I came across this challenge.
Find the last ten (least significant) decimal digits of $x$ = 2^(3^(4^(5^(6^(7^(8^9)))))).
First some notation. Let
$x_n = n^{(n+1)^{(n+2)^{.^{.^{.^9}}}}}$
denote the tower beginning at the integer base $n$ and ending at 9. So,
$x_2 = 2^{3^{4^{.^{.^{.^9}}}}}$,
$x_3 = 3^{4^{5^{.^{.^{.^9}}}}}$,
$x_4 = 4^{5^{6^{.^{.^{.^9}}}}}$ and so on.
The obvious way to find the digits is to reduce $x_2$ modulo $10^{10}$. The first thing I thought of is Euler's theorem. But the base (2) and the modulus ($10^{10}$) are not coprime. So the next tool to use is the Chinese remainder theorem.
- $10^{10}=2^{10}5^{10}$
- $x_2$ mod $2^{10}$ is zero because the exponent of 2 is larger than 10.
- $x_2$ mod $5^{10}$ can be found using Euler's theorem.
- Now reduce $x_3$ modulo $\phi(5^{10})=5^{10}-5^9=2^25^9.$
- 3 is coprime to both 2 and 5 so we can apply Euler's theorem again.
- Now reduce $x_4$ modulo $\phi(\phi(5^{10}))=\phi(5^{10}-5^9)=\phi(2^25^9)=(2^2-2)(5^9-5^8)....$
This becomes repetitive, confusing, and messy real fast because you have to keep track of everything as you climb up the tower and then put everything together as you come back down.
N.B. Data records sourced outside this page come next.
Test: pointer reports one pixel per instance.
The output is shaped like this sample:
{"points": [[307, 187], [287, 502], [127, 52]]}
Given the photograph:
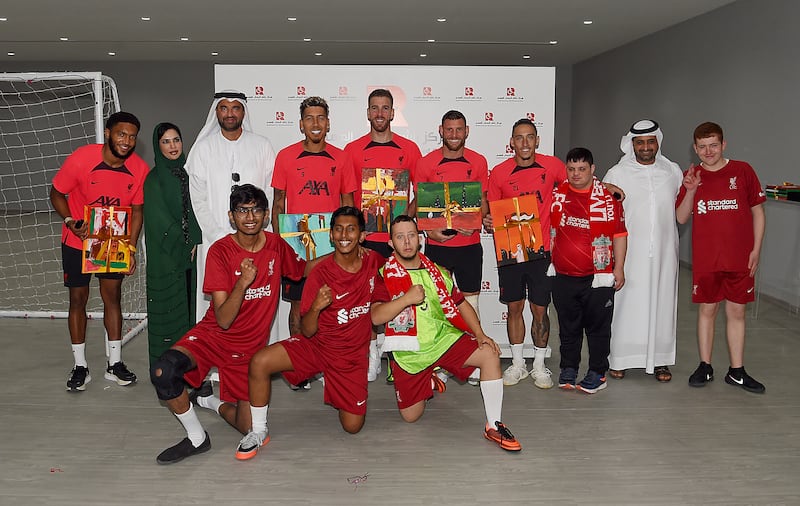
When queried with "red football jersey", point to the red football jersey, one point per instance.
{"points": [[250, 330], [509, 180], [472, 166], [314, 182], [87, 180], [722, 228]]}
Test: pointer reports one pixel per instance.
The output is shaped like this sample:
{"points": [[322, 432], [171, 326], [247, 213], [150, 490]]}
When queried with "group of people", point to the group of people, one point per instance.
{"points": [[211, 260]]}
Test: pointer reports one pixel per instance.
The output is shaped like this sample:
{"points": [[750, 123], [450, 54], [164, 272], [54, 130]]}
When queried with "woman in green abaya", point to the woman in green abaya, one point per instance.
{"points": [[172, 234]]}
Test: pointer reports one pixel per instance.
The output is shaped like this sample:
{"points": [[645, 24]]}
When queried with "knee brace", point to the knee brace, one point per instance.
{"points": [[172, 365]]}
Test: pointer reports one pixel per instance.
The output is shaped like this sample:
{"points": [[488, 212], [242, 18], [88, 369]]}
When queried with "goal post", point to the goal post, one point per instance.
{"points": [[44, 117]]}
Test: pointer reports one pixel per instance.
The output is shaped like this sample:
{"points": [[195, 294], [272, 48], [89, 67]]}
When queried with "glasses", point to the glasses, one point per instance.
{"points": [[235, 178], [243, 211]]}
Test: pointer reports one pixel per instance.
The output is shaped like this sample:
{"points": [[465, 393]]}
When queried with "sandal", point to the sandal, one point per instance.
{"points": [[616, 374], [662, 374]]}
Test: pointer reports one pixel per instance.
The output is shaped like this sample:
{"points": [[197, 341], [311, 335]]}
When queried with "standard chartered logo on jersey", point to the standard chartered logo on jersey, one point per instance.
{"points": [[706, 206]]}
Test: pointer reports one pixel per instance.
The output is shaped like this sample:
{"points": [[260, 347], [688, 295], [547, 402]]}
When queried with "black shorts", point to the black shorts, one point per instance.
{"points": [[292, 290], [465, 262], [381, 247], [531, 277], [71, 260]]}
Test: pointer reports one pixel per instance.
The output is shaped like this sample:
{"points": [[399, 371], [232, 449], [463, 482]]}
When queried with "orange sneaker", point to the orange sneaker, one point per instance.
{"points": [[249, 445], [437, 385], [503, 437]]}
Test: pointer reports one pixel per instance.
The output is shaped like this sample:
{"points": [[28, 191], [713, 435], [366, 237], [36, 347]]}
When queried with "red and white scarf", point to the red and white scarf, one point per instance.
{"points": [[401, 332], [602, 225]]}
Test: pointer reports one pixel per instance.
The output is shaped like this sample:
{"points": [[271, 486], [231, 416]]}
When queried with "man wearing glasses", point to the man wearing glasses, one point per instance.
{"points": [[226, 154], [243, 276]]}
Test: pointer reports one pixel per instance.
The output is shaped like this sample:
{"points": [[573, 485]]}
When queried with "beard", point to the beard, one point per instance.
{"points": [[117, 153]]}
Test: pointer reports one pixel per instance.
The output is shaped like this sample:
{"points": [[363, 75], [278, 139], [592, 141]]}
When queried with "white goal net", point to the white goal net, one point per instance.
{"points": [[44, 118]]}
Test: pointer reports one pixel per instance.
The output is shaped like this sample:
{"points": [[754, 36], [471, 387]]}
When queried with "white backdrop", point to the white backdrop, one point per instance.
{"points": [[491, 98]]}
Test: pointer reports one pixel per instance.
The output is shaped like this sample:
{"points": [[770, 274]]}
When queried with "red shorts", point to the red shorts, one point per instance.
{"points": [[232, 366], [413, 388], [345, 375], [713, 287]]}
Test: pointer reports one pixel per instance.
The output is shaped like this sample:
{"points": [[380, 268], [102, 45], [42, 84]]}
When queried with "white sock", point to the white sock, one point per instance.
{"points": [[492, 391], [538, 357], [516, 355], [190, 422], [115, 353], [79, 354], [211, 402], [473, 301], [258, 415]]}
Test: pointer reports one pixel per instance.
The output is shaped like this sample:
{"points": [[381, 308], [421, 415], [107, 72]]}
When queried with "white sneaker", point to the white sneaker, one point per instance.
{"points": [[541, 378], [514, 374]]}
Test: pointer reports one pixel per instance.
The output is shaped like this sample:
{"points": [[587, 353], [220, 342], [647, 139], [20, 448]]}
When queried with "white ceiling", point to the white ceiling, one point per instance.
{"points": [[488, 32]]}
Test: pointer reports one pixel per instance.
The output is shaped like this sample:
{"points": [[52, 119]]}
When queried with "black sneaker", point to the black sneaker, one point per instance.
{"points": [[745, 381], [78, 379], [702, 375], [206, 389], [119, 372], [182, 450]]}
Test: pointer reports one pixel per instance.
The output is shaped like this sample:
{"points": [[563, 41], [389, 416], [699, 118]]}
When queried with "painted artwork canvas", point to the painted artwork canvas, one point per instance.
{"points": [[307, 234], [384, 196], [517, 230], [451, 206], [107, 249]]}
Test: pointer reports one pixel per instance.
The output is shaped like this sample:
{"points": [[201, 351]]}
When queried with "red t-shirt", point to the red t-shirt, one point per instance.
{"points": [[472, 166], [722, 231], [572, 253], [250, 330], [313, 182], [399, 153], [508, 180], [87, 180], [345, 325]]}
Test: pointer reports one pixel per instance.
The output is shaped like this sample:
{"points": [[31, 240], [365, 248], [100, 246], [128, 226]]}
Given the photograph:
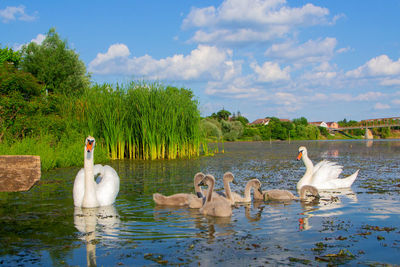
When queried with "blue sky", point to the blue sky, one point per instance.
{"points": [[324, 60]]}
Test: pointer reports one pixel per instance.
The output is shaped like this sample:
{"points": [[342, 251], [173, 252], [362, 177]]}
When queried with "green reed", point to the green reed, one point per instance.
{"points": [[142, 120]]}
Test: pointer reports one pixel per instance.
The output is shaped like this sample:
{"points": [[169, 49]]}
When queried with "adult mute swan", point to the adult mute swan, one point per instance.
{"points": [[324, 175], [87, 192], [214, 206], [183, 199]]}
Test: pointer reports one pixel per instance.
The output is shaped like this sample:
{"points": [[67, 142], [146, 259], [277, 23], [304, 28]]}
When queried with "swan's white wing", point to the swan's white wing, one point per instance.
{"points": [[79, 188], [108, 188], [325, 171]]}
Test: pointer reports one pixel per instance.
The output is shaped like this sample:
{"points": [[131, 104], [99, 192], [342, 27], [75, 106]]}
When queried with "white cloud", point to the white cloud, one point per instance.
{"points": [[380, 106], [39, 39], [310, 51], [204, 62], [255, 12], [238, 21], [270, 72], [378, 66], [396, 101], [113, 52], [390, 82], [12, 13], [369, 96]]}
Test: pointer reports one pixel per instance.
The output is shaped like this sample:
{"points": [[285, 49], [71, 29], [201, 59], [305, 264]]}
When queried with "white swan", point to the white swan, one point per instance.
{"points": [[87, 192], [324, 175], [214, 206]]}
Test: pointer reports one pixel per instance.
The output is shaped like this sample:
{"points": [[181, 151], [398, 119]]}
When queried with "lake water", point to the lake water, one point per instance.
{"points": [[360, 225]]}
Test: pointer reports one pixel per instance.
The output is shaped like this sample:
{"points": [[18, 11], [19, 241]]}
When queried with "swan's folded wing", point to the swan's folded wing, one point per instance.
{"points": [[107, 190], [325, 171], [79, 188]]}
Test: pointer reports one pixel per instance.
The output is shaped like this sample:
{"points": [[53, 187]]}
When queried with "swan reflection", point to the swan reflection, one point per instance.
{"points": [[330, 204], [86, 221]]}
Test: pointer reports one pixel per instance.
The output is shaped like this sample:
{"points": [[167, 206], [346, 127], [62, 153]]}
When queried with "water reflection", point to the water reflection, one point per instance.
{"points": [[86, 221], [330, 204], [185, 218]]}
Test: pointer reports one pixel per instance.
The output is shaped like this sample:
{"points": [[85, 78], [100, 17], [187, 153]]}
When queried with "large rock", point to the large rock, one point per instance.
{"points": [[18, 173]]}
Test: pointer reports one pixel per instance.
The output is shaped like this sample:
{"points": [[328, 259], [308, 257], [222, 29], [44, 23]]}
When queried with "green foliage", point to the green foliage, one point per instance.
{"points": [[139, 120], [54, 64], [14, 80], [8, 55], [235, 130], [300, 121], [221, 115], [68, 151], [323, 131], [210, 130]]}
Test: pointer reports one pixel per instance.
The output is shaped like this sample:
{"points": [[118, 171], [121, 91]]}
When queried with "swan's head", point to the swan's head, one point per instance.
{"points": [[256, 184], [207, 180], [302, 152], [198, 177], [89, 144], [228, 176]]}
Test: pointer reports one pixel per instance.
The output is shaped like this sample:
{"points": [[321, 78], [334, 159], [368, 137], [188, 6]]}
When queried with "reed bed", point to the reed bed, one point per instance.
{"points": [[141, 120]]}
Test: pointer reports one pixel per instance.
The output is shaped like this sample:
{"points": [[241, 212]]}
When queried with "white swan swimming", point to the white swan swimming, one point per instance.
{"points": [[214, 206], [324, 175], [87, 192]]}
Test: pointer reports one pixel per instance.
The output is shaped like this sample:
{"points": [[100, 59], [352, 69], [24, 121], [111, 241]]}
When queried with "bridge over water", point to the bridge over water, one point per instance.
{"points": [[368, 133], [364, 127]]}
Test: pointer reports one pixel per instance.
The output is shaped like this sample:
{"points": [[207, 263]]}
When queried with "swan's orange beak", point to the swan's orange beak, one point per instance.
{"points": [[299, 155], [89, 146]]}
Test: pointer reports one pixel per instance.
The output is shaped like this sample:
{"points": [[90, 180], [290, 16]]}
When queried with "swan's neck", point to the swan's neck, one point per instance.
{"points": [[210, 190], [89, 196], [228, 191], [307, 177], [247, 190], [257, 194], [197, 188]]}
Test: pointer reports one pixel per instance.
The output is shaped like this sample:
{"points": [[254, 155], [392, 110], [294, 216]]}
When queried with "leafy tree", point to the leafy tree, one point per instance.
{"points": [[300, 121], [56, 65], [210, 129], [223, 114], [14, 80], [8, 55]]}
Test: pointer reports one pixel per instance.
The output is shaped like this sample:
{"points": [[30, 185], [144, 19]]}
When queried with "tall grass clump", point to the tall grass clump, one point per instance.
{"points": [[141, 120]]}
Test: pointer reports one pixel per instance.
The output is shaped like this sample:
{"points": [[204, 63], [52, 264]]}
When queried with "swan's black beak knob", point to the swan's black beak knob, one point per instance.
{"points": [[299, 155]]}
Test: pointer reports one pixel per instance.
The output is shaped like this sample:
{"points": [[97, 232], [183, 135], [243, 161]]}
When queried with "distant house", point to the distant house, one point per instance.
{"points": [[332, 124], [260, 121], [319, 124]]}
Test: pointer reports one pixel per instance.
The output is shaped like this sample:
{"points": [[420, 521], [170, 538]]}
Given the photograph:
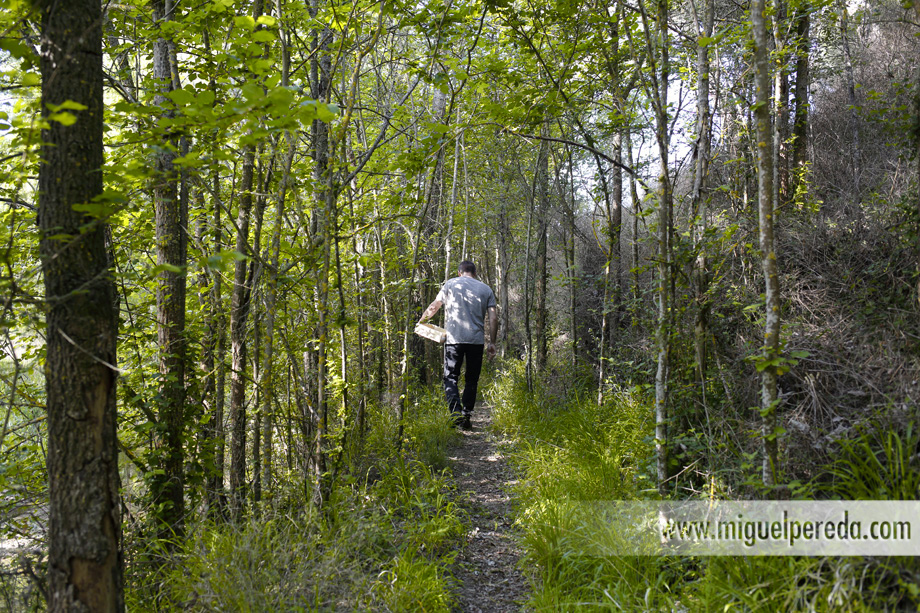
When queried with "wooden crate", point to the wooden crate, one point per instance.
{"points": [[431, 332]]}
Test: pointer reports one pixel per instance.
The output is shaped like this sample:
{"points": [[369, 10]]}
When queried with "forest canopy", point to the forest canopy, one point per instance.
{"points": [[221, 220]]}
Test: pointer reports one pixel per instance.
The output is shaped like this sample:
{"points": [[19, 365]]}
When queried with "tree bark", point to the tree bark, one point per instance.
{"points": [[85, 563], [700, 176], [168, 487], [856, 149], [542, 207], [802, 79], [771, 346]]}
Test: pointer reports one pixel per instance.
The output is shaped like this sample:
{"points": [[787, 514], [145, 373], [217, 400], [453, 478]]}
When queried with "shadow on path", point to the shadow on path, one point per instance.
{"points": [[487, 567]]}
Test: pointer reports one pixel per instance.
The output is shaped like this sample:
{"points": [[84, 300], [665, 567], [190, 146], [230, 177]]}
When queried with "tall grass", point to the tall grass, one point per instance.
{"points": [[566, 448], [384, 540]]}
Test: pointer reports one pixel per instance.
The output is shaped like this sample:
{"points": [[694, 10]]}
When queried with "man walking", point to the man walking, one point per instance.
{"points": [[466, 302]]}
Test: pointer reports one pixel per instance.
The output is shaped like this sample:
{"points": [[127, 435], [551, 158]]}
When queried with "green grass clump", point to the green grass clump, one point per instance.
{"points": [[385, 546], [570, 452]]}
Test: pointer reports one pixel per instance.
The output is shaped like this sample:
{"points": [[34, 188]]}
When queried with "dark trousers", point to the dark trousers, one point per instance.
{"points": [[453, 360]]}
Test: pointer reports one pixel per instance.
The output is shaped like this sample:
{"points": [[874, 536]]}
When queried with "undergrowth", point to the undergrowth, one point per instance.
{"points": [[383, 541], [570, 449]]}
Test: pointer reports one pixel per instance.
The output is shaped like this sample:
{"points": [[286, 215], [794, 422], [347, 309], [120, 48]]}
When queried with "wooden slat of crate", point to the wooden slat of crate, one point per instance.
{"points": [[431, 332]]}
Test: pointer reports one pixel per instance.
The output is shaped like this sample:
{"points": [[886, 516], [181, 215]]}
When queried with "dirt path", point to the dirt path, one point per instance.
{"points": [[487, 567]]}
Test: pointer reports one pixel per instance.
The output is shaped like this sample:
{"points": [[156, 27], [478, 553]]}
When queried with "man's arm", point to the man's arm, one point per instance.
{"points": [[430, 311], [493, 330]]}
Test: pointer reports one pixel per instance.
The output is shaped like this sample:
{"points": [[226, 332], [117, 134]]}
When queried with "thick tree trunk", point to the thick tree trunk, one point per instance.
{"points": [[771, 349], [85, 562], [168, 486]]}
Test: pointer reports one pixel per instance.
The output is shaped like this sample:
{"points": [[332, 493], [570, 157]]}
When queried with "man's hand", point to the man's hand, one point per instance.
{"points": [[430, 311]]}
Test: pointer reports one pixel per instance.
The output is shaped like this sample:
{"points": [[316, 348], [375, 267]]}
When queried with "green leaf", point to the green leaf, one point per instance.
{"points": [[245, 21], [67, 105], [182, 97], [67, 119]]}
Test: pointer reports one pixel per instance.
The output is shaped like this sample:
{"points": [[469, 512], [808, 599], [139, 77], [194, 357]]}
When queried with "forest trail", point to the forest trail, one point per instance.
{"points": [[487, 568]]}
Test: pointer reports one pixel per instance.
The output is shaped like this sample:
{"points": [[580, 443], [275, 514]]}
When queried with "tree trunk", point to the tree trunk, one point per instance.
{"points": [[168, 487], [856, 150], [321, 85], [771, 352], [700, 177], [802, 78], [781, 100], [542, 207], [85, 562]]}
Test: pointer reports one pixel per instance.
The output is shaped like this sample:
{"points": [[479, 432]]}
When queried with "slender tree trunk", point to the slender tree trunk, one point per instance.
{"points": [[239, 314], [634, 198], [168, 486], [781, 100], [321, 85], [700, 178], [856, 150], [917, 154], [659, 49], [802, 80], [85, 562], [771, 350], [540, 276]]}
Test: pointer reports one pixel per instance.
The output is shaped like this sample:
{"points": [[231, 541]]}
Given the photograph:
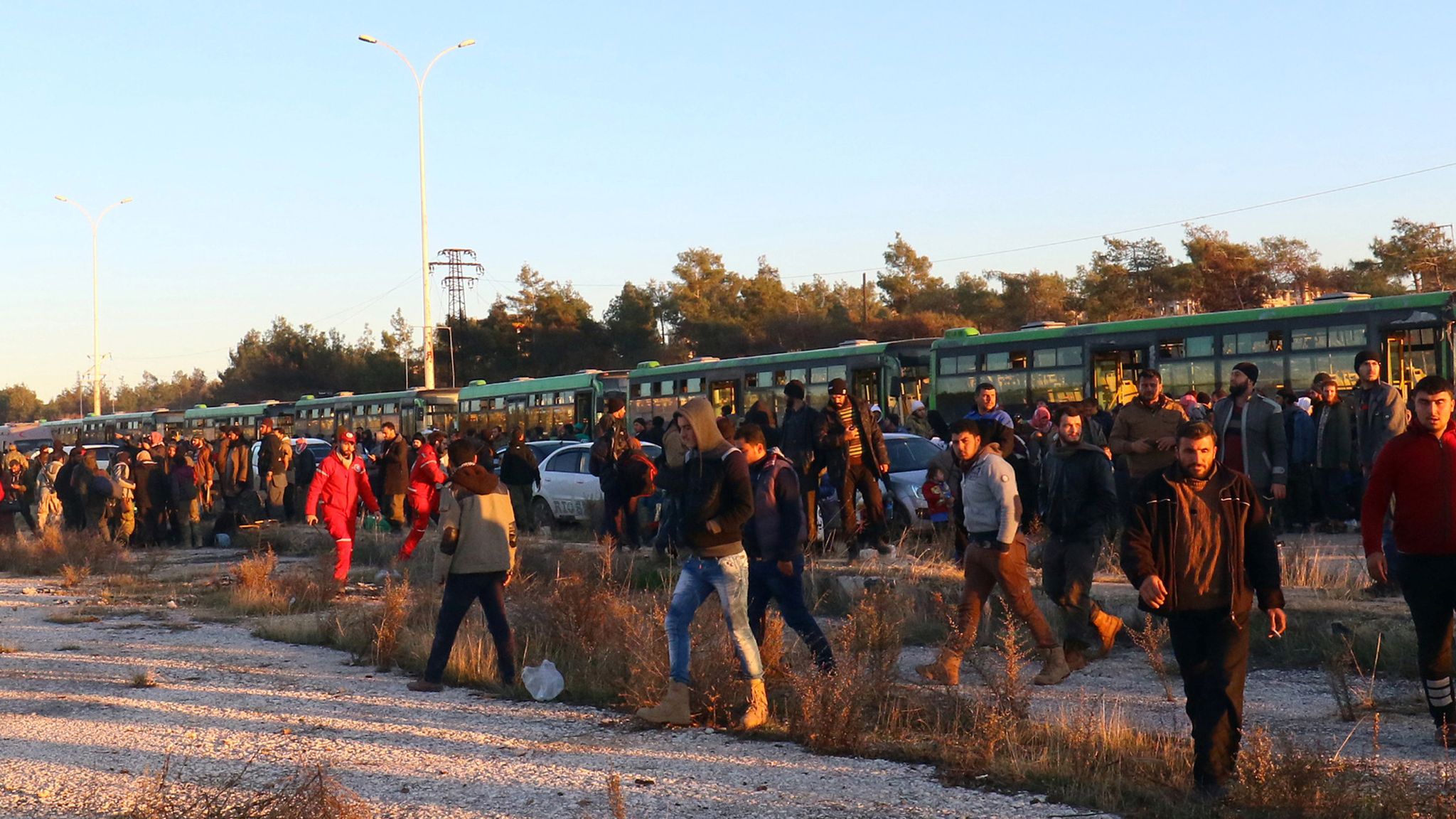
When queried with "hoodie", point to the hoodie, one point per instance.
{"points": [[1078, 493], [714, 487], [482, 516]]}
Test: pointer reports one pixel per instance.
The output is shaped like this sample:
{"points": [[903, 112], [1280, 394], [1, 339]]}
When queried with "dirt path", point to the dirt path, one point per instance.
{"points": [[76, 739]]}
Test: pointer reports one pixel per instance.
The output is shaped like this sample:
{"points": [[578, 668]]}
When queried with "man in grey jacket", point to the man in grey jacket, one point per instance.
{"points": [[986, 512], [1251, 433], [476, 564]]}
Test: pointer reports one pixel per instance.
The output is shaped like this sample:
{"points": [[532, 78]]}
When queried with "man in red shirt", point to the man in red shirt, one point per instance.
{"points": [[341, 484], [1418, 470]]}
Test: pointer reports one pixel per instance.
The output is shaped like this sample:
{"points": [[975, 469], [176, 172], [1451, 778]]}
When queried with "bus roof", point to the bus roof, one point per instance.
{"points": [[526, 387], [229, 410], [378, 397], [774, 359], [1331, 308]]}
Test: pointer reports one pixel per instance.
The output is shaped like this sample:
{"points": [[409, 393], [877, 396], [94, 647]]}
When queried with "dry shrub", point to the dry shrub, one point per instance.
{"points": [[1150, 638], [309, 792], [261, 589], [851, 710], [390, 623], [50, 551], [73, 576]]}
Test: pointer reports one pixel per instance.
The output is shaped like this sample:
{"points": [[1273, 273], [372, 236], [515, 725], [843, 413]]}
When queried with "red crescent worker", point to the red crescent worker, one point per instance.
{"points": [[341, 484], [424, 493]]}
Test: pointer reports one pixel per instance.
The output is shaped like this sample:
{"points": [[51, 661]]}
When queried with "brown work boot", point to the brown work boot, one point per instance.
{"points": [[673, 710], [944, 670], [1107, 628], [1053, 668], [1076, 655], [757, 712]]}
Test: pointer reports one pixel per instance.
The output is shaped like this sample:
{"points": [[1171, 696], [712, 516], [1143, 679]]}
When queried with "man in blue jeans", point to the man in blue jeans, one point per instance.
{"points": [[774, 540], [715, 503]]}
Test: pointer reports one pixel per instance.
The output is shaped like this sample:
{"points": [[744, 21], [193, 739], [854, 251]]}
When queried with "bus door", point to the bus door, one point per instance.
{"points": [[1114, 375], [865, 385], [584, 410], [1411, 355], [724, 394]]}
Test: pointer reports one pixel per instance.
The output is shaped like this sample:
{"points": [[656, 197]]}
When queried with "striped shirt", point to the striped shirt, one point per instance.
{"points": [[857, 448]]}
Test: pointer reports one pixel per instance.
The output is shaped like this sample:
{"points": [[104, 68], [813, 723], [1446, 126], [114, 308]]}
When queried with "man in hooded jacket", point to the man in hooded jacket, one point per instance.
{"points": [[1078, 503], [717, 503]]}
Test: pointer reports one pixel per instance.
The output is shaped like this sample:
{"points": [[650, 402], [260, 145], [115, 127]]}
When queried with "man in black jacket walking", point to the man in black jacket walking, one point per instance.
{"points": [[1078, 503], [1199, 548], [797, 437], [717, 503], [852, 448]]}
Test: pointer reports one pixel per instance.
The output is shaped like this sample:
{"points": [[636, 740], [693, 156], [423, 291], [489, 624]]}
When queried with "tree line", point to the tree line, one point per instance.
{"points": [[705, 309]]}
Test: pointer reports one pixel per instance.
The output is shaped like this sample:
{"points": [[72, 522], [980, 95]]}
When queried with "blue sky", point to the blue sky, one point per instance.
{"points": [[273, 156]]}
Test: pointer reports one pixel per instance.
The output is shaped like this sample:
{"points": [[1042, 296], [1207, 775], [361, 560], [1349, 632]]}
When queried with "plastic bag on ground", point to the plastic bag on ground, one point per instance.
{"points": [[543, 681]]}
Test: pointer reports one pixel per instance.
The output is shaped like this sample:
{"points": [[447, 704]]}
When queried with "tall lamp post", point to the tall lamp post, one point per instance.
{"points": [[95, 225], [424, 218]]}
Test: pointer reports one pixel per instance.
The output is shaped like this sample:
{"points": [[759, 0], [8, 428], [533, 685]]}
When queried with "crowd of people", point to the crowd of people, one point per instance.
{"points": [[1196, 487]]}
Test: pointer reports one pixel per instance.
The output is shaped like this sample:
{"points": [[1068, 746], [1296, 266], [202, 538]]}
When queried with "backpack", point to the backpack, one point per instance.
{"points": [[102, 486], [638, 474]]}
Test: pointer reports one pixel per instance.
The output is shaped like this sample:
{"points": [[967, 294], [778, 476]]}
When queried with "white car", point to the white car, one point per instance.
{"points": [[568, 488], [319, 448], [104, 452]]}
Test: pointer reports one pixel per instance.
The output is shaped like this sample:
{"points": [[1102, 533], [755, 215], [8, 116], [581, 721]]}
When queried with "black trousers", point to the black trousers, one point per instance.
{"points": [[1429, 583], [864, 478], [462, 591], [1214, 658]]}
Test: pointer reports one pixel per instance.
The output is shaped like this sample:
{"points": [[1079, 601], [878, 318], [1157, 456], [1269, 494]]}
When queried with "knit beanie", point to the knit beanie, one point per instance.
{"points": [[700, 413]]}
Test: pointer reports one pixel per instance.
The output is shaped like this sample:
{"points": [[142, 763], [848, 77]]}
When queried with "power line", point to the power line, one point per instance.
{"points": [[1171, 222]]}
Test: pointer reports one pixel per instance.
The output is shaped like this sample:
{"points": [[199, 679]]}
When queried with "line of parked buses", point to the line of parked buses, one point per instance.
{"points": [[1040, 362]]}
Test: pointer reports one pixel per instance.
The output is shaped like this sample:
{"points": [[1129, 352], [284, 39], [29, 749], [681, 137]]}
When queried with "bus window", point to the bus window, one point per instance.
{"points": [[724, 394], [867, 385]]}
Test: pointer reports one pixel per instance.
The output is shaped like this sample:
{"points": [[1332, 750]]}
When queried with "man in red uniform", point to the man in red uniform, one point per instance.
{"points": [[424, 494], [341, 484], [1417, 470]]}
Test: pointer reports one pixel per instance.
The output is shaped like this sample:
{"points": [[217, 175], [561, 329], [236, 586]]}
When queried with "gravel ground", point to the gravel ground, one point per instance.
{"points": [[76, 739]]}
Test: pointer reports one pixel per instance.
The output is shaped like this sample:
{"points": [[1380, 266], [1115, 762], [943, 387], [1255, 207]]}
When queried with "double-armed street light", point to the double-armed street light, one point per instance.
{"points": [[95, 225], [424, 218]]}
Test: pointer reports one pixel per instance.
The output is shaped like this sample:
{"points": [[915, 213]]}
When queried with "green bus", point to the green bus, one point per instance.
{"points": [[1056, 363], [547, 402], [410, 410], [890, 373], [211, 420]]}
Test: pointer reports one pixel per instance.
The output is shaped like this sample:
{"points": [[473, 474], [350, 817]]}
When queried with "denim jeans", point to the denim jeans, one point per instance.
{"points": [[701, 577], [768, 583]]}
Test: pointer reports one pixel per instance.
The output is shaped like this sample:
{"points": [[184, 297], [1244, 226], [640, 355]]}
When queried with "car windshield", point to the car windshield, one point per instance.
{"points": [[907, 455]]}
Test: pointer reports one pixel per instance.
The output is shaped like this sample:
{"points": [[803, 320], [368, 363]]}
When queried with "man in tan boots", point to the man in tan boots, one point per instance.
{"points": [[986, 509], [715, 500], [1078, 503]]}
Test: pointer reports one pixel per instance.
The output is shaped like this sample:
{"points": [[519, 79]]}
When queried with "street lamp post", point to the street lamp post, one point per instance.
{"points": [[95, 225], [424, 218]]}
I see that you only have to climb up to where the base is 5 but I am convinced that there must be a faster and a more elegant solution.
My question is, what is the fastest/most-elegant way to solve this problem? I have been wrestling with this for weeks and I do have the digits. But is there a particular trick or insight that I am missing here? If yes, then what is it?
I would prefer that the solution doesn't require anything beyond a standard-undergrad-intro-to-number-theory course, paper, pencil, and a basic calculator (to calculate powers quickly, etc.) but any tricks/shortcuts are welcome.